Cortó y el pequeño resplandor azuloso de la pantalla desapareció como un fuego fatuo entre las sombras. Inmediatamente después, Bruna escuchó algo. Un roce casi inapreciable. Una levísima vibración del aire. Alarmada, se sentó en la cama. Y de pronto todo pareció detenerse: el tiempo, el rotar de la Tierra, su corazón. Saltó como un resorte y se arrojó de cabeza al suelo antes de saber por qué lo hacía, y mientras rodaba sobre la tarima vio cómo un silencioso y deslumbrante hilo de luz reventaba el camastro. Plasma negro. Gateó, llevada por su intuición, de una esquina a otra del cuarto, perseguida por los disparos de esa muerte callada, que iba abriendo boquetes detrás de ella. Sus ojos mejorados de rep pudieron distinguir la silueta del atacante pese a la oscuridad: estaba junto a la puerta, cuya cerradura sin duda había forzado con extraordinario sigilo; era de estatura mediana y llevaba un casco de localización térmica, que permitía ver al objetivo en medio de la noche y a través de obstáculos materiales como el biombo. Todo esto lo percibió Bruna en un instante mientras se arrastraba y corría como una cucaracha entre las sombras, totalmente segura de que el agresor conseguiría matarla en el próximo tiro o en el siguiente. No había manera de acercarse a él sin exponerse y no había otro lugar por donde salir salvo la puerta que el atacante bloqueaba.

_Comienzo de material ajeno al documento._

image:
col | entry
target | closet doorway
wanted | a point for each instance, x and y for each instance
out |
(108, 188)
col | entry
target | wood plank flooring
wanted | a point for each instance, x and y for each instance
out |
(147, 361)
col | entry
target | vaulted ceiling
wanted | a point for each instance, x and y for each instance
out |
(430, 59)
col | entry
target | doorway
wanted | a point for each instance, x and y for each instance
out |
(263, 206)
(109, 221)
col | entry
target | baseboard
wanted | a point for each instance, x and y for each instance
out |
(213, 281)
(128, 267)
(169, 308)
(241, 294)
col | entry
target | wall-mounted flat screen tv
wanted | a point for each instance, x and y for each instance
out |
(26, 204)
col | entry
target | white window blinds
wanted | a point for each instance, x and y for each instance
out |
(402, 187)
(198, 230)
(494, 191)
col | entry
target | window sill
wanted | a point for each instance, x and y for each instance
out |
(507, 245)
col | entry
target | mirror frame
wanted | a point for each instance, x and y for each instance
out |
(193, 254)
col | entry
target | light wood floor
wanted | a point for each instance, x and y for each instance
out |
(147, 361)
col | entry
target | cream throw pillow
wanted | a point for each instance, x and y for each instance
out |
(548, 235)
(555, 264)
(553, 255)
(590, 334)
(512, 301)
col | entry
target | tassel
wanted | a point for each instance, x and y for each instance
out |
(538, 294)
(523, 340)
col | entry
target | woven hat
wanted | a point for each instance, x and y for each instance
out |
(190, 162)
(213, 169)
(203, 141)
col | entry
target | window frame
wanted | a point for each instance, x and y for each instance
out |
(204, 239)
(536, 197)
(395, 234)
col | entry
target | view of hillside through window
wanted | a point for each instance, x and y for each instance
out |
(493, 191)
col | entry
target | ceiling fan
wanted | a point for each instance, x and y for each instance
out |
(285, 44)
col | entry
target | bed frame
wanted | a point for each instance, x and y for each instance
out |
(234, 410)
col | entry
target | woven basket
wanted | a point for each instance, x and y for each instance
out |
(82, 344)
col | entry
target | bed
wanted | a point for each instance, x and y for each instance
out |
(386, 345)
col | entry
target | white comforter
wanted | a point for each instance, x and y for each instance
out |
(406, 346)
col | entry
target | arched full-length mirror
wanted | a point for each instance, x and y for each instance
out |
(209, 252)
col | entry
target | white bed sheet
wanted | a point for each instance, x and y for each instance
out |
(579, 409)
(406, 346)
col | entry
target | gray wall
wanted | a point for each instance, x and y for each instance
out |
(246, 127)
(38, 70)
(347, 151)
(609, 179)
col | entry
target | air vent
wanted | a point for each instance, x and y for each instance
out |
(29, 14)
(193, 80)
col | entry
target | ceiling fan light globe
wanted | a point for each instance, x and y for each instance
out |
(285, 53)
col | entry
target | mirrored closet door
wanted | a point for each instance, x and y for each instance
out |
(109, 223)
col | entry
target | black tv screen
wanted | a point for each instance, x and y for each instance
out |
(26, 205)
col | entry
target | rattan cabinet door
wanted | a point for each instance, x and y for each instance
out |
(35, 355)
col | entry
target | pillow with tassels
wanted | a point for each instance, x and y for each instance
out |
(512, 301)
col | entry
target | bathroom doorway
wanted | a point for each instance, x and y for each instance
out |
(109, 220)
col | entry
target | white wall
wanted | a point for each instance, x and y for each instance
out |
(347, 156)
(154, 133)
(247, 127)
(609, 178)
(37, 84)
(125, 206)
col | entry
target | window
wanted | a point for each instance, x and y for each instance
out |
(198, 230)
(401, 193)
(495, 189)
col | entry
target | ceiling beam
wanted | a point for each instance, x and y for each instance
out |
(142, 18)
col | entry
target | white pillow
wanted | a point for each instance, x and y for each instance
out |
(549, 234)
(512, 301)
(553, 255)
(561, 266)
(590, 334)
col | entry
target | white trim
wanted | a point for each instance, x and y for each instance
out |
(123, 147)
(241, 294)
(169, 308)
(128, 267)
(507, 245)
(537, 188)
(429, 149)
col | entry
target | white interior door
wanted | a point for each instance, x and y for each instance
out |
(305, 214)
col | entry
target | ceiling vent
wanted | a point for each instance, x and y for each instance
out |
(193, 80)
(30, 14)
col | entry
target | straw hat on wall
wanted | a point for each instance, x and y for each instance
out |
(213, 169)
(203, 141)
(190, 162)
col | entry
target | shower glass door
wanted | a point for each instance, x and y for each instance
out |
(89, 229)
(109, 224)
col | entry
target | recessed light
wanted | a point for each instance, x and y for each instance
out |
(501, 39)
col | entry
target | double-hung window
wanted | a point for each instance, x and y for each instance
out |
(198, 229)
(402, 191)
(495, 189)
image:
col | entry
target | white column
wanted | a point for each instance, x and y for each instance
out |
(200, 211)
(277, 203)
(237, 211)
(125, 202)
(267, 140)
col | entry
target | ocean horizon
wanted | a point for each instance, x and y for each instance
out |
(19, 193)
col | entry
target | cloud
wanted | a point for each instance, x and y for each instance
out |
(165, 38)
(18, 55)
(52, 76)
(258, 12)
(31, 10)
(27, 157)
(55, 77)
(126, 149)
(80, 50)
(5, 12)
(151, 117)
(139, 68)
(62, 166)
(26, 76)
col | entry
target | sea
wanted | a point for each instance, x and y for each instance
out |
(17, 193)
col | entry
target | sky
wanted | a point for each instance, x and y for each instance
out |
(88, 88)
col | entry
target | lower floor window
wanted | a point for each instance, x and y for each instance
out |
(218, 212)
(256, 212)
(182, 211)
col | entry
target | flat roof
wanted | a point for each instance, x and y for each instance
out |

De pronto lo vio aparecer detrás de él, enorme, rozando el dintel con la cabeza. Era Maio. El bicho levantó su brazo colosal y descargó el puño sobre el cráneo del agresor, que cayó al suelo. Pero el casco debió de protegerle, porque se revolvió como una alimaña sobre su espalda, apuntando con la pistola al alien. Bruna imaginó el ancho pecho traslúcido y las vísceras tornasoladas explotando a consecuencia del impacto: un tiro de plasma negro lo mataría. Entonces se lanzó hacia el atacante como un felino, toda intuición, codificación genética y entrenamiento. Saltó feroz y furiosa, eficiente y cruel, y agarrando por detrás la cabeza del tipo, la torció de un tirón. Fue un movimiento seco que ejecutó sin pensar y sin sentir, un perfecto golpe de verdugo. El cuello crujió y el hombre se desmadejó entre sus manos. Estaba muerto.

– Bruna…

Maio encendió la luz y habló con su voz rumorosa.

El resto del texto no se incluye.